I'd be interested in knowing which SaaS you guys pay for a monthly basis, to see where I stand.


* Rackspace Email ($20/mo)

* SnapEngage ($19/mo)

* ZenDesk ($9/mo)

* RepositoryHosting ($6/mo)

* PayPal Website Payments Pro ($30/mo + per-trans)

* Authorize.net ($40/mo + per-trans)

* Merchant account ($30/mo + per-trans)

* Softlayer ($600/mo)

* Linode ($19/mo)

* Kall8 ($2/mo)

I think that's about it for the monthlies.

If I didn't own them, I'd also be paying $9.95/mo for W3Counter, $69/mo for w3roi and $20/mo for DialShield based on my own usage.


What pisses me off is when SaaS offers aren't offering a pricing model that would actually fit for me althoug it wouldn't be a technical difference to them.

I'm currently trying to move away from gmail to something else that also offers me caldav/carddav integration. I could run my own mail server, but I really, really don't want to ...

One perfect solution for me would be atmailcloud(.com). They offer a snappy webinterface and cal-/carddav for 2 USD/user. The problem: the minimum amount of users is 5. I could just change the http post and probably get away with just buying a single user, but I'd rather be able to pay for something I'd love to use without having to fake my way arround it.


Considering our org chucks way over $5k a month at salesfarce, I reckon dynamics CRM would be cheaper...

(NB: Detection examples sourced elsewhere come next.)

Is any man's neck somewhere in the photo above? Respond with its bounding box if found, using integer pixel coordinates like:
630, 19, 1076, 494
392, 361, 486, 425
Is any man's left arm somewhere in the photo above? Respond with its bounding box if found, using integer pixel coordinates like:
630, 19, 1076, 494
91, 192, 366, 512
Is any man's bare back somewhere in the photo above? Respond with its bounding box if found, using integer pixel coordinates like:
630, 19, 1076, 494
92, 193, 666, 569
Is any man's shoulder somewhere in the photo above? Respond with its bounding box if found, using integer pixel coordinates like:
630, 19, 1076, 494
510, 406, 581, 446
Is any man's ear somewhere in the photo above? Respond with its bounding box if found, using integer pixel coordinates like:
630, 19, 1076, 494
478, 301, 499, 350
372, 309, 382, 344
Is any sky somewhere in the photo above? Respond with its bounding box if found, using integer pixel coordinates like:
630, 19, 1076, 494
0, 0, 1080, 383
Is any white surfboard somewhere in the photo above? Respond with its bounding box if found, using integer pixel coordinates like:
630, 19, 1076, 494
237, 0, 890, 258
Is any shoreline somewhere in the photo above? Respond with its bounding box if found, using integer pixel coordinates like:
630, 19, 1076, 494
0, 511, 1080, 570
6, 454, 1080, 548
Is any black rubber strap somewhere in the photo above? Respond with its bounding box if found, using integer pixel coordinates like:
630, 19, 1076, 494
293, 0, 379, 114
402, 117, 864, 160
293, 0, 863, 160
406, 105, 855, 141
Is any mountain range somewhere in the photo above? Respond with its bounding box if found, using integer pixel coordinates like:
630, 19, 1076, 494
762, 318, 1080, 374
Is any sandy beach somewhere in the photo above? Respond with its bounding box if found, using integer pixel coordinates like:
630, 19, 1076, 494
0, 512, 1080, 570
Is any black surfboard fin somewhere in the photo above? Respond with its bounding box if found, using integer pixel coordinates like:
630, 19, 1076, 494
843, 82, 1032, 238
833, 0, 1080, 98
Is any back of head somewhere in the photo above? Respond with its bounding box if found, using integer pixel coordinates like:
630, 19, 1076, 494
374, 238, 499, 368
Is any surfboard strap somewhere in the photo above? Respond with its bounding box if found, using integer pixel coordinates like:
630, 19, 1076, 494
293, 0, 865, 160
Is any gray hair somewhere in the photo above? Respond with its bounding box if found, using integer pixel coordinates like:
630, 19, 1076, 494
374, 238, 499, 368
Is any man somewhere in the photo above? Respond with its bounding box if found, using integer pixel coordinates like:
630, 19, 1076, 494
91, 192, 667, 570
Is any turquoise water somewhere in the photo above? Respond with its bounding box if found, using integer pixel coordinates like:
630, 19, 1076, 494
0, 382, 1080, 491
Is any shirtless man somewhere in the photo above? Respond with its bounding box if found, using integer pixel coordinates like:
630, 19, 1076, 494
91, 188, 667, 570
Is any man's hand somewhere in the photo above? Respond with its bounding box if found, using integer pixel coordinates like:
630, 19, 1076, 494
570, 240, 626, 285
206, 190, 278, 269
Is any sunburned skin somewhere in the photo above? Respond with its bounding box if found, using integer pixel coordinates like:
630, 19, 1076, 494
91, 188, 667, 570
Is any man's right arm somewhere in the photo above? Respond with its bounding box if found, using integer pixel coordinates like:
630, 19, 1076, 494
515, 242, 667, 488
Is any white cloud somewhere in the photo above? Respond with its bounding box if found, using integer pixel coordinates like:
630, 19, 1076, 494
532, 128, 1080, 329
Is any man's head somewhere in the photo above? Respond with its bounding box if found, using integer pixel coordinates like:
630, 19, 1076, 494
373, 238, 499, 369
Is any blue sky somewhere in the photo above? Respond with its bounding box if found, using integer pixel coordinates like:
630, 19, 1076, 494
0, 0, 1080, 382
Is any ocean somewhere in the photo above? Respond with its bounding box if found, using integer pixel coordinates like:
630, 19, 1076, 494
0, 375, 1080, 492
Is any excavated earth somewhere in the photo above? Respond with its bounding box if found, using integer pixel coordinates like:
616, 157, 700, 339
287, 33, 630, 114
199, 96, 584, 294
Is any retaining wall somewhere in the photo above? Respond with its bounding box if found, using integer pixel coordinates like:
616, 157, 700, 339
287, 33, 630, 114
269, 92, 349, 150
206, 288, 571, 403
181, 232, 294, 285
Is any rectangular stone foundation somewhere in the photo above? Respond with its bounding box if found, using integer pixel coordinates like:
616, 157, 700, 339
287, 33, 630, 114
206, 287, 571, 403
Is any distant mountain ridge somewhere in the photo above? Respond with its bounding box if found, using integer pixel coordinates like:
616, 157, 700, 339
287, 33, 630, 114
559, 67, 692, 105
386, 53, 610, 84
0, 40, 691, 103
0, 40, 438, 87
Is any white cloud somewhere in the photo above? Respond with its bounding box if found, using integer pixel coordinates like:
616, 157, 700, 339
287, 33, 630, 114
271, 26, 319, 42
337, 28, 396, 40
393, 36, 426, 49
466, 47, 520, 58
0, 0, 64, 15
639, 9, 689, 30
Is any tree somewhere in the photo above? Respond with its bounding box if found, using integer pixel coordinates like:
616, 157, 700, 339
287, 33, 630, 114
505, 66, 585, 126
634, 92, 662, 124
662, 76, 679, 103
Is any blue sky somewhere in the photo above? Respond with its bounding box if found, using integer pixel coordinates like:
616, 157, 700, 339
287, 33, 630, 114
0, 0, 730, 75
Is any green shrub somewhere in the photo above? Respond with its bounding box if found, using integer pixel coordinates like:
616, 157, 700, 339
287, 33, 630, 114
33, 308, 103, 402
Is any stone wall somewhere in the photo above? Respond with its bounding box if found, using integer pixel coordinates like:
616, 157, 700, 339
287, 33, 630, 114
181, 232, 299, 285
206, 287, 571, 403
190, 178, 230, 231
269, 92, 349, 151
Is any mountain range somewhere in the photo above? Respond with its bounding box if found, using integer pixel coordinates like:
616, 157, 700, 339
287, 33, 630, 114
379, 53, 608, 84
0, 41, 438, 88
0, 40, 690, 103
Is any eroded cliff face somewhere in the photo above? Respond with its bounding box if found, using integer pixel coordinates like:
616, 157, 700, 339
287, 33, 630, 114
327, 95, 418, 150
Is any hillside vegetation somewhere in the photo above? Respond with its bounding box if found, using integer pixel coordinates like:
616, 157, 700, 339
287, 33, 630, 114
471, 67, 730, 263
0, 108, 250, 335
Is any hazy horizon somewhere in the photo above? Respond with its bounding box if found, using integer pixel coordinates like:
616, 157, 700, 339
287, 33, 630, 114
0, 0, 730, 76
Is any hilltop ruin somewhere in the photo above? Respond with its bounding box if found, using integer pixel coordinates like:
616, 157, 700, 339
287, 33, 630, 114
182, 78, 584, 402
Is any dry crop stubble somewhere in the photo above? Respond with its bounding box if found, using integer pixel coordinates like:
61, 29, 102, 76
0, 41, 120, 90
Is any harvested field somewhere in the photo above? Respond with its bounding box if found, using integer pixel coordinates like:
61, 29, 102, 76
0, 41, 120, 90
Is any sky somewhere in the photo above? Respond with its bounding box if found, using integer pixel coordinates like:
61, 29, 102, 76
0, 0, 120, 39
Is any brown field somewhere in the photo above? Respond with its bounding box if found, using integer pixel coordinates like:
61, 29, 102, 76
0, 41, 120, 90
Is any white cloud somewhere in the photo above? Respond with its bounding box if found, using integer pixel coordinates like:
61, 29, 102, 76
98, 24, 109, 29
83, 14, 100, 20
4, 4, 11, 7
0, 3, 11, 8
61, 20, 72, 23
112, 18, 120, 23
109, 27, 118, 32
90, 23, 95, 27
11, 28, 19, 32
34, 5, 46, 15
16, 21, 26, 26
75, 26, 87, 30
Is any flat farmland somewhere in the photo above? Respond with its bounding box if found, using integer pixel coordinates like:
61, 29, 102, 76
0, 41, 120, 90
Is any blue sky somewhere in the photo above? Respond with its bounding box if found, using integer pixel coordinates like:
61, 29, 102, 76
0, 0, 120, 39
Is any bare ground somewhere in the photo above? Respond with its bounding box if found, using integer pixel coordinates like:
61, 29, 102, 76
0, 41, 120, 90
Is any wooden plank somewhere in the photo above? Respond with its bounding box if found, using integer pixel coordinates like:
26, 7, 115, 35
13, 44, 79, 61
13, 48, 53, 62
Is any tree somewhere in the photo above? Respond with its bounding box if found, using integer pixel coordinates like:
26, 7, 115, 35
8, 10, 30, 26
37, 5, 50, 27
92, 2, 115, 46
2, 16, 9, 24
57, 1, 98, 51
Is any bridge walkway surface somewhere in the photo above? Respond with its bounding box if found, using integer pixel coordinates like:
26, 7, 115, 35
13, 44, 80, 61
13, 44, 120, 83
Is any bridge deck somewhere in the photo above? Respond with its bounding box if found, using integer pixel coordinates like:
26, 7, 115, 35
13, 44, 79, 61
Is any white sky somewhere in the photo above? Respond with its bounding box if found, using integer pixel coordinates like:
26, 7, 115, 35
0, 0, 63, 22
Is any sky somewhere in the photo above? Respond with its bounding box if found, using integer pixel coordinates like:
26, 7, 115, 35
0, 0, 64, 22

Oh and don't get me started on Atlassian's products. They are hideously expensive when you hit 90 users.

SaaS is fine for a couple of users usually but it doesn't scale from experience. By then it's way too late to switch.

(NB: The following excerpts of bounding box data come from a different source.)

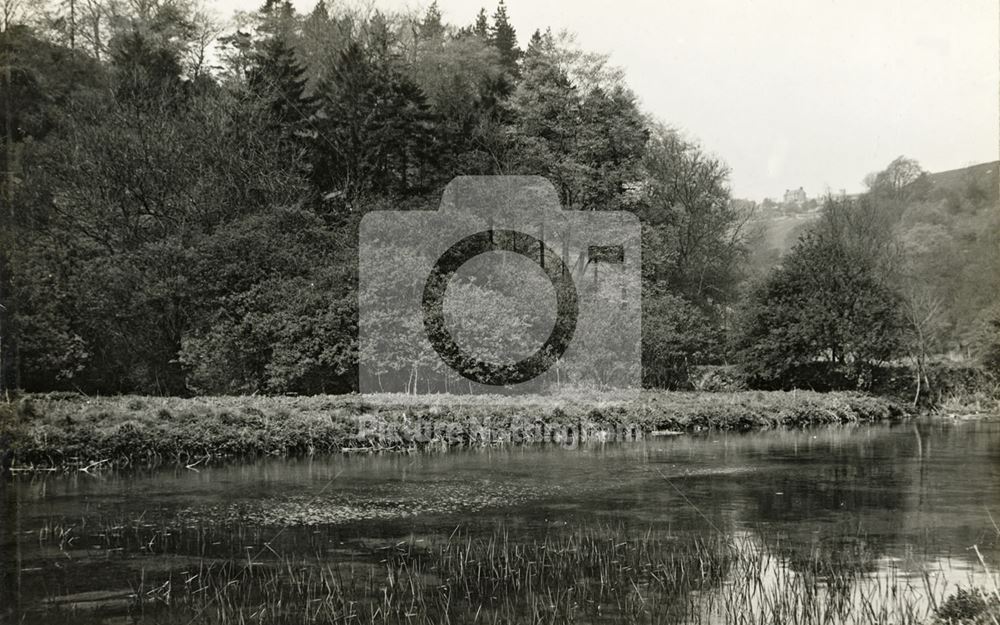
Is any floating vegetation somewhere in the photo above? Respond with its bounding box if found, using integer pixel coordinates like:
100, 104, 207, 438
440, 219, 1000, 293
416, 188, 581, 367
178, 480, 564, 527
15, 524, 1000, 625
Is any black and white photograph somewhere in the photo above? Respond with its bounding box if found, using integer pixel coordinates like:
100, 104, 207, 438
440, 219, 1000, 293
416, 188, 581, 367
0, 0, 1000, 625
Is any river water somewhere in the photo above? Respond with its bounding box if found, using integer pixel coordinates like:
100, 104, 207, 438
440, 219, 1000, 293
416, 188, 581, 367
0, 421, 1000, 623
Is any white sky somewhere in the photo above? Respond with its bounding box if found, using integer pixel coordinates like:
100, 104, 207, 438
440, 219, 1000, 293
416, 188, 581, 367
208, 0, 1000, 200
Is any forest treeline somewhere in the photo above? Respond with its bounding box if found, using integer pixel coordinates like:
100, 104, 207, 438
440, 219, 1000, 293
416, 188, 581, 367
0, 0, 1000, 394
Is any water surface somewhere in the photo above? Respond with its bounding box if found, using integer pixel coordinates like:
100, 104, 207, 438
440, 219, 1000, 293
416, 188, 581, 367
0, 421, 1000, 622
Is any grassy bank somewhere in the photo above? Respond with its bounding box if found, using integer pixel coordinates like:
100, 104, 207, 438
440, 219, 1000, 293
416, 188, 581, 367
0, 391, 906, 468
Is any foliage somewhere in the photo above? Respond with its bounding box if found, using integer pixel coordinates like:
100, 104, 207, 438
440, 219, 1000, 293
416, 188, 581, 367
736, 203, 903, 386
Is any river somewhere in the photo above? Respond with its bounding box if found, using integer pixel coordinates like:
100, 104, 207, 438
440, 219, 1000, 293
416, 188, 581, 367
0, 420, 1000, 623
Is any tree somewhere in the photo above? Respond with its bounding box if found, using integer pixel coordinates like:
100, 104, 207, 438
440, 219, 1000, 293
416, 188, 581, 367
736, 204, 904, 386
312, 43, 437, 201
488, 0, 522, 77
638, 126, 751, 313
865, 156, 927, 200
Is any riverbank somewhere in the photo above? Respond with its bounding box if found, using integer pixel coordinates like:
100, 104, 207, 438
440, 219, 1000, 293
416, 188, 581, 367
0, 391, 908, 470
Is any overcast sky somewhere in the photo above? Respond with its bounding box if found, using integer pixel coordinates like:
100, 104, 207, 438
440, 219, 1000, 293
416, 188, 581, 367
208, 0, 1000, 200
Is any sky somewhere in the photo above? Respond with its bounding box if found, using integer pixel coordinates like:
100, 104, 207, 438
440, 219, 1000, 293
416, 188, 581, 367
208, 0, 1000, 200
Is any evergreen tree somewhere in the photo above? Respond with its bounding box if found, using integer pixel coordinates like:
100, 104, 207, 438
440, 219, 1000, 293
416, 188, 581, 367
472, 8, 490, 41
312, 43, 438, 201
247, 36, 314, 134
486, 0, 523, 77
419, 0, 445, 41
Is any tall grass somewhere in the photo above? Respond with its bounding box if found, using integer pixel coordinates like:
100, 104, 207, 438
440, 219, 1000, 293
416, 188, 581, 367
24, 523, 995, 625
0, 391, 906, 469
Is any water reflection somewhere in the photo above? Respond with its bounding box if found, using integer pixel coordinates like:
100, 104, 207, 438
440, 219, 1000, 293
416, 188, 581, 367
0, 421, 1000, 620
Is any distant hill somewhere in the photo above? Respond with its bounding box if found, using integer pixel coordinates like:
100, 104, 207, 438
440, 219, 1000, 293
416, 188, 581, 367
927, 161, 1000, 202
754, 161, 1000, 258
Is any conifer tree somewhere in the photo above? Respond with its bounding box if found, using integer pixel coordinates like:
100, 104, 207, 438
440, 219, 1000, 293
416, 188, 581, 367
489, 0, 523, 77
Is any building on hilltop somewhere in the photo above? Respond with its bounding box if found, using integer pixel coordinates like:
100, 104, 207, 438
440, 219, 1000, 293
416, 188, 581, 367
784, 187, 809, 206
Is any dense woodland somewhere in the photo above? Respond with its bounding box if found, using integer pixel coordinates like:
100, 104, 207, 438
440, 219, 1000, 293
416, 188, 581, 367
0, 0, 1000, 394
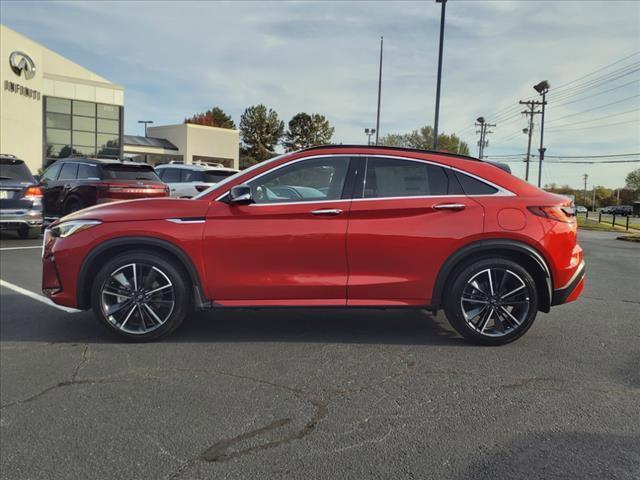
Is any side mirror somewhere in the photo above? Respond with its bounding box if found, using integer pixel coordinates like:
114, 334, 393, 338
229, 185, 253, 205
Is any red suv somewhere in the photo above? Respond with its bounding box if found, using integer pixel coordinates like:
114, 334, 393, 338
43, 146, 584, 345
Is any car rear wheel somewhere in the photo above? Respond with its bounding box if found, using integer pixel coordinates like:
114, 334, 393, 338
445, 258, 538, 345
91, 251, 190, 342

I would be interested in hearing results from anyone who has switched the payment structure of their product. From say, one-time-purchase to saas, or vice-versa.


I've written a follow-up to this post: http://sachagreif.com/saasternatives/


Lean startup SaaS tools bundling for cost is an idea I'm vetting now: leanmeanbundlemachine.com


You know what everyone else calls this? The cost of doing business. Recurring expenses are a fundamental part of business life, it's best to get comfortable with them.